After Ben mishandles the sample, he spends a weekend camping with his family. As the realization of what’s going on dawns on him and he tells his wife, the suspicions, the doubts, and slow-burning paranoia begin to take hold and grow. Questions about what items may be infected by the virus, whether a kid’s toy or the soap in the shower, niggles at his wife. Nancy’s husband wonders if his children are safe with Nancy, even avoiding kissing her, pulling back instinctively. These are the kinds of questions anyone would ask given the relative ease of transmission and lack of cure. And as the body count rises, this is the kind of terror that instills true fear.
The true terror in The Hot Zone is that this is real. It isn’t some imaginary monster or fictional killer. It happened and will likely happen again, or at least some version of an utterly destructive virus. That is the true monster. And that is something to fear. From fever to organ shutdown and eventual coma and death, this is true mass murder. And efficient too.

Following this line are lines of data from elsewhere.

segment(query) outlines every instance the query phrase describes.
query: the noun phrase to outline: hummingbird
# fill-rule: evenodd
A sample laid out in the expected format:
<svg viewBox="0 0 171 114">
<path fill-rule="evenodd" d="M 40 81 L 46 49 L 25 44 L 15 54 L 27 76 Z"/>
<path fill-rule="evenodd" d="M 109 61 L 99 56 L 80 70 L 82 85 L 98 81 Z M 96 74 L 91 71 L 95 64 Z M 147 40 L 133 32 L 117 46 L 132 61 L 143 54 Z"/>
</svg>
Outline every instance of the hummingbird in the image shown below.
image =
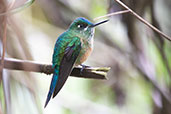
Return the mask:
<svg viewBox="0 0 171 114">
<path fill-rule="evenodd" d="M 61 90 L 74 66 L 81 65 L 82 69 L 85 68 L 82 63 L 93 50 L 95 27 L 107 21 L 93 24 L 83 17 L 78 17 L 58 37 L 52 57 L 54 73 L 44 108 L 50 101 L 51 96 L 53 95 L 52 98 L 54 98 Z"/>
</svg>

First identified in Africa in the late ’70s, the Ebola virus had, at the time, a 90% kill rate. Though the odds of survival today are better, they hover around 50%. Those are scary statistics. Factor in that, by the time the presence of the virus is known, it has in all likelihood spread. And it does so with incredible ease, especially if airborne. Finding a microscopic killer isn’t easy, and to add to the cruelty, just as we think we’ve gotten it under control, the virus has the ability to mutate into an unknown strain.

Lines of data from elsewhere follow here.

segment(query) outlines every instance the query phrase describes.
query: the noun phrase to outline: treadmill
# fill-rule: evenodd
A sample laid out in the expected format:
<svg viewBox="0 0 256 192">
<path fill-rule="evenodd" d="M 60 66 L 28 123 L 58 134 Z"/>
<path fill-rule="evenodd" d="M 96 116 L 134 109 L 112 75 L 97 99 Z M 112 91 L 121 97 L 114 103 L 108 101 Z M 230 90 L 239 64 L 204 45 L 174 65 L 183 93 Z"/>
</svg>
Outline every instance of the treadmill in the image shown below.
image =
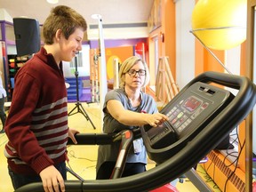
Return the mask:
<svg viewBox="0 0 256 192">
<path fill-rule="evenodd" d="M 233 95 L 223 86 L 238 92 Z M 115 172 L 117 173 L 113 180 L 67 180 L 66 191 L 142 192 L 161 188 L 189 172 L 248 116 L 255 103 L 256 85 L 249 78 L 219 72 L 203 73 L 190 81 L 160 111 L 169 116 L 167 122 L 156 128 L 140 127 L 139 135 L 143 139 L 148 157 L 157 164 L 156 167 L 120 178 L 125 156 L 119 154 L 121 161 L 117 159 L 120 164 L 116 167 Z M 137 135 L 128 132 L 117 135 L 79 133 L 76 138 L 78 145 L 104 145 L 124 140 L 122 148 L 126 150 Z M 43 192 L 44 188 L 40 182 L 31 183 L 15 191 Z"/>
</svg>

The cinematography was done well. The scenes in the US (filmed in Toronto) were fairly normal. But adding the initial investigation in Zaire, shot in South Africa, was a nice change of scenery. Not only does it give an air of the exotic, but it’s a strong reminder that the world, in the most remote of places, can contain deadly diseases for which we have no cure. Whether it’s a forgotten place without hospitals or cellphones or even running water, or the most technologically advanced of places doesn’t matter. Viruses attack indiscriminately.
The suspense is great. Not only is there the viral threat to contain, wondering who might be infected as we get glimpses of people coughing and looking feverish, but there are various levels across different agencies trying to vie for control and avoid any publicly perceived mishandling of the issue. It reminded me of The Looming Tower (2018) and how the efficacy of actions was hampered by the arrogance and “territorial” obsession by those involved. I dug the music as well, as it supported in creating a tense mood.
Though the actions of those involved are frustrating to watch, the nail-biting suspense made The Hot Zone an excellent viewing experience. The intensity that starts from episode one continues throughout all six episodes and is relentless. Forget Pennywise (IT (2017)), forget John Kramer (Saw (2004)) or even Bathsheba (The Conjuring (2013)). The scariest of all mass murderers, the most terrifying monster, the most efficient killer is so small you can’t even see it without a microscope. Fear the hemorrhagic fever-causing virus. Once it has you, it will make you wish you were in a horror movie instead of at its mercy.